RT Cunningham

United States Taxes and the Pensions for Me and My Wife

Why is filing my taxes, or finding out if I even have to file, so complicated?

I’m drawing a monthly pension as a military retiree and that’s the only income Josie (my wife) and I get while we’re living in the Philippines. Okay, so I get a little (very little) from the ads you see on this website. It’s not enough to affect my total income for tax purposes.

All of this will change in 2022 and 2023 when we both start drawing social security pensions.

We Probably Still won’t have to Pay Taxes

I say “probably” because things can change dramatically from year to year. As it stands now, we won’t have to pay taxes on any of it. If I add all three pensions together, adjusted for inflation and COLA increases, we still won’t make enough to pay taxes on it. That’s really sad, if you think about it – not making enough money to pay taxes on it.

Up until today, I worried the social security pensions would put us over the top. I had never bothered to find out exactly what the ramifications would be.

Research is a Wonderful Thing

Or rather, the results of the research. I did my research by partly filling out an IRS Form 1040 and a Social Security Benefits Worksheet.

Like many people, I had assumed that our social security benefits would be completely taxable when added with another taxable income source. Well, I had assumed wrong.

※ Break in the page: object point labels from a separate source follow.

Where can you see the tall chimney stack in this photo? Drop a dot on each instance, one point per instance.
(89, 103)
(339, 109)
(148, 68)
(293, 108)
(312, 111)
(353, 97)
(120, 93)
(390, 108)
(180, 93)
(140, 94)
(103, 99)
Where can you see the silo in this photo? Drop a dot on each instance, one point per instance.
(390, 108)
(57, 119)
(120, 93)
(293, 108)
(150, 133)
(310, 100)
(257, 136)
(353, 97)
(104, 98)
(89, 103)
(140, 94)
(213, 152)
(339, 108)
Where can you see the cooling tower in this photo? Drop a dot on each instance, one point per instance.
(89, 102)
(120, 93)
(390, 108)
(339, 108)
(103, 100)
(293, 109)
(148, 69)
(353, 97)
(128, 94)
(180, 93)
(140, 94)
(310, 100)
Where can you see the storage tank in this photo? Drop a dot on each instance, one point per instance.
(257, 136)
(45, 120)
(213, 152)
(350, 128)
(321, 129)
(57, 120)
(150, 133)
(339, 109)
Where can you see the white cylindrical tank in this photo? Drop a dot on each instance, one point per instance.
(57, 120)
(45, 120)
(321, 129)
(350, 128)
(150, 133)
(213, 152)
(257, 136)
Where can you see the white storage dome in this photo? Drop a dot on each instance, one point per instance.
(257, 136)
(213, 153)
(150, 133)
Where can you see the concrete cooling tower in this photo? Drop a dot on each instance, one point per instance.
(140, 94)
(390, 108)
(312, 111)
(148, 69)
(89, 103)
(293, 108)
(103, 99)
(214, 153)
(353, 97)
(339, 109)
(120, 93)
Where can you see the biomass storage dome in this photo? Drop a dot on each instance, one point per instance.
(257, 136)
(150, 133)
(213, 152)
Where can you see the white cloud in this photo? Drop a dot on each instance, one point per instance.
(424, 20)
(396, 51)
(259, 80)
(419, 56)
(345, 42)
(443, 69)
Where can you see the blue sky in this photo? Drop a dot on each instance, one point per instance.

When I filled out the forms, the results surprised me and relieved me at the same time. I hated filing taxes in past years even when I expected a return, which was more often than not. I don’t ever want to file again, even if I can expect a return in the future.

The exact amount our social security pensions will add up to is a mystery. We won’t know until we apply for them. I used a higher than expected number while doing calculations and I seriously doubt we’ll get even close to it.